Property-Guided LLM Program Synthesis for Planning
Augusto B. Corrêa, André G. Pereira, Jendrik Seipp
Using formal property verification instead of numeric scoring to guide LLM-based program synthesis, this work shows that counterexample-driven feedback — stopping evaluation early and telling the model exactly how a candidate failed — can cut program generation by 7x compared to score-based methods. The domain is AI planning: an LLM synthesizes heuristic functions for PDDL domains, and the target property is that every state reachable by strictly improving transitions has a strictly improving successor (making hill-climbing complete). Tested across ten planning domains on out-of-distribution tasks, the synthesized heuristics are effectively "direct" on nearly all test cases and require orders of magnitude less computation to evaluate than prior generation-based approaches.

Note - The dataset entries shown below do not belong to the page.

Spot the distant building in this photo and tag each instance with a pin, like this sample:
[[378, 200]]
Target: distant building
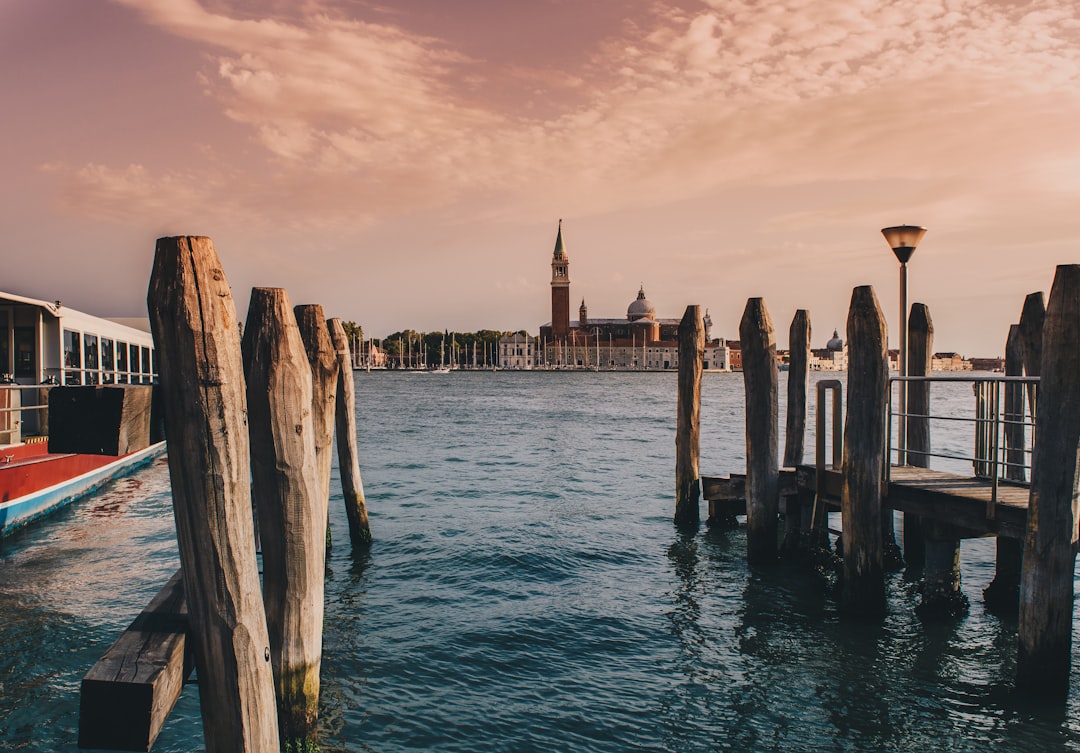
[[638, 340], [832, 358], [516, 352]]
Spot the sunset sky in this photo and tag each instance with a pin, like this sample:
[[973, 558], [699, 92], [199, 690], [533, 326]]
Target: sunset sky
[[405, 163]]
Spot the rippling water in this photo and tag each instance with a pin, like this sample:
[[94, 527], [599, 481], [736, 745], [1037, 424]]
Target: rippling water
[[527, 591]]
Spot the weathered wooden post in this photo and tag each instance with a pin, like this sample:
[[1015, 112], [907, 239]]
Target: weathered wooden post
[[324, 380], [352, 487], [1045, 596], [920, 353], [798, 382], [760, 380], [198, 348], [1031, 322], [862, 589], [292, 519], [1002, 595], [691, 353]]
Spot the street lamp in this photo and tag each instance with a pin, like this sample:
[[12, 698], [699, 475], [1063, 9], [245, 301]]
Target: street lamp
[[903, 239]]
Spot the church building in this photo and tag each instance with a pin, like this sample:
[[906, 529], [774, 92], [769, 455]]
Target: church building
[[638, 340]]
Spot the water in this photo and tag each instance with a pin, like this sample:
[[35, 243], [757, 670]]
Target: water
[[527, 591]]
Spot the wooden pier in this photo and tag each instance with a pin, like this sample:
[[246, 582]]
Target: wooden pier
[[1035, 523]]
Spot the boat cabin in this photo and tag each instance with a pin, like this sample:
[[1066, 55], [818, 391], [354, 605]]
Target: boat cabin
[[45, 343]]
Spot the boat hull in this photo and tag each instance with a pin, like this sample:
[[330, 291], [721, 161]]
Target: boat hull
[[68, 479]]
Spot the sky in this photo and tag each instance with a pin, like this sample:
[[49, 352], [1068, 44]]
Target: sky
[[406, 163]]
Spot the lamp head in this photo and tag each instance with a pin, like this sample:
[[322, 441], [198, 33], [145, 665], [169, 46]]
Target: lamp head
[[903, 239]]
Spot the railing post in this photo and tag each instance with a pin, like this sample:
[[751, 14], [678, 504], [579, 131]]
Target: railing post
[[1045, 600], [920, 357], [862, 592], [1002, 595], [798, 381]]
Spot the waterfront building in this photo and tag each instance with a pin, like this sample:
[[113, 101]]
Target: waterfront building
[[516, 352], [639, 340]]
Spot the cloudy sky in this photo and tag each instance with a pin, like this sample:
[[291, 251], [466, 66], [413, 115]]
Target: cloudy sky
[[406, 162]]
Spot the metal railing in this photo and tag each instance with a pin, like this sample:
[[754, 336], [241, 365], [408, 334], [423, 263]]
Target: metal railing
[[1002, 420], [23, 406]]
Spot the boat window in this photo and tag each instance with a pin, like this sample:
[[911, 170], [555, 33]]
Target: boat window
[[90, 362], [108, 362], [122, 363]]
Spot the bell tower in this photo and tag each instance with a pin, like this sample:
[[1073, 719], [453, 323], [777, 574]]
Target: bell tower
[[559, 290]]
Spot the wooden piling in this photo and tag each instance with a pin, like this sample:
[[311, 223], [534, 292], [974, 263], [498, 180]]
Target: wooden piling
[[1031, 322], [798, 382], [1045, 599], [1002, 595], [862, 592], [352, 487], [196, 332], [292, 519], [920, 349], [691, 352], [323, 361], [760, 379]]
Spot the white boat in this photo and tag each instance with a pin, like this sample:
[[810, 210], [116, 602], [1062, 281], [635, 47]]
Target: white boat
[[44, 345]]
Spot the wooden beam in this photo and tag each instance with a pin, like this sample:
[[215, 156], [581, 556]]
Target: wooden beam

No production traction yet. The GitHub references are all arxiv-tracking aggregators, not implementations or downstream users. Zero citations on Semantic Scholar. The ideas here are directly relevant to anyone building LLM-based code synthesis pipelines where formal specs exist — property-checking with counterexample feedback is a practical alternative to fuzzing or test-suite scoring — but nothing is shipping from this work yet.
LLMs have shown impressive success in program synthesis, discovering programs that surpass prior solutions. However, these approaches rely on simple numeric scores to signal program quality, such as the value of the solution or the number of passed tests. Because a score offers no guidance on why a program failed, the system must generate and evaluate many candidates hoping some succeed, increasing LLM inference and evaluation costs. We study a different approach: property-guided LLM program synthesis. Instead of scoring programs after evaluation, we check whether a candidate satisfies a formally defined property. When the property is violated, we stop the evaluation early and provide the LLM with a concrete counterexample showing exactly how the program failed. This feedback drastically reduces both the number of program generations and the evaluation cost, and can guide the LLM to generate stronger programs. We evaluate this approach on PDDL planning domains, asking the LLM to synthesize direct heuristic functions: every state reachable by strictly improving transitions has a strictly improving successor. A heuristic with this property leads hill-climbing algorithm directly to a goal state. A counterexample-guided repair loop generates one candidate program, checks the property over a training set, and returns the first case that violates the property. We evaluate our approach on ten planning domains with an out-of-distribution test set. The synthesized heuristics are effectively direct on virtually all test tasks, and compared to the best prior generation method our approach generates seven times fewer programs per domain on average, solves more tasks without using search, and requires several orders of magnitude less computation to evaluate candidates. Whenever a problem admits a verifiable property, property-guided LLM synthesis can reduce cost and improve program quality.